GGrantIndex
← Search

The covert expectation of reward during deliberation

$322,700R01FY2012DANIH

University Of Minnesota, Minneapolis MN

Investigators

Linked publications & trials

Abstract

DESCRIPTION (provided by applicant): Deliberation entails the serial examination and evaluation of outcomes. While there are detailed, mechanistic, and quantitative theories of non-deliberative decision-making, such theories of deliberative decision-making are still lacking. This is due to a lack of key experimental knowledge of the mechanisms of deliberation. Deliberative decision-making entails the sequential consideration of possibilities, requiring three steps in a repeated cycle: (1) prediction of the consequences of one's actions, (2) evaluation of those predicted consequences, and (3) selection of the best action. An important difficulty that has limited our ability to study deliberative decision-making is that the process of deliberation is covert, that is, the transient information being considered is not reflected in immediate behavior. However, new mathematical techniques now allow decoding of represented variables from neural ensembles at very fast timescales, enabling the observation of those transient, covert processes. The goal of this proposal is to track the covert prediction of reward outcomes as alternatives are evaluated. We have preliminary data that structures known to be involved in motivation and evaluation (ventral striatum, orbitofrontal cortex) show a transient activation of reward-related activity at certain deliberative decision-points.
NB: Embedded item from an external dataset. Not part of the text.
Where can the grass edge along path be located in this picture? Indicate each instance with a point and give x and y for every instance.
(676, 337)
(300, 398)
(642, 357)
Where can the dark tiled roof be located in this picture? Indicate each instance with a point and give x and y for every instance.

Combining newly available multi-structure recording techniques, newly developed tasks, newly improved neural ensemble analysis techniques, and computational modeling, we will examine the relationship between the representations of future possibilities in hippocampus and the covert reappearance of reward-related information in structures known to be involved in motivation and reward and decision-making. PUBLIC HEALTH RELEVANCE: The disease model of addiction suggests that addiction is fundamentally a dysfunction of decision-making. As our understanding of decision-making has improved, our understanding of how it can break down has also improved. The goal of this proposal is to improve our understanding of deliberative decision-making which will enable a better understanding of the potential dysfunction that can occur therein.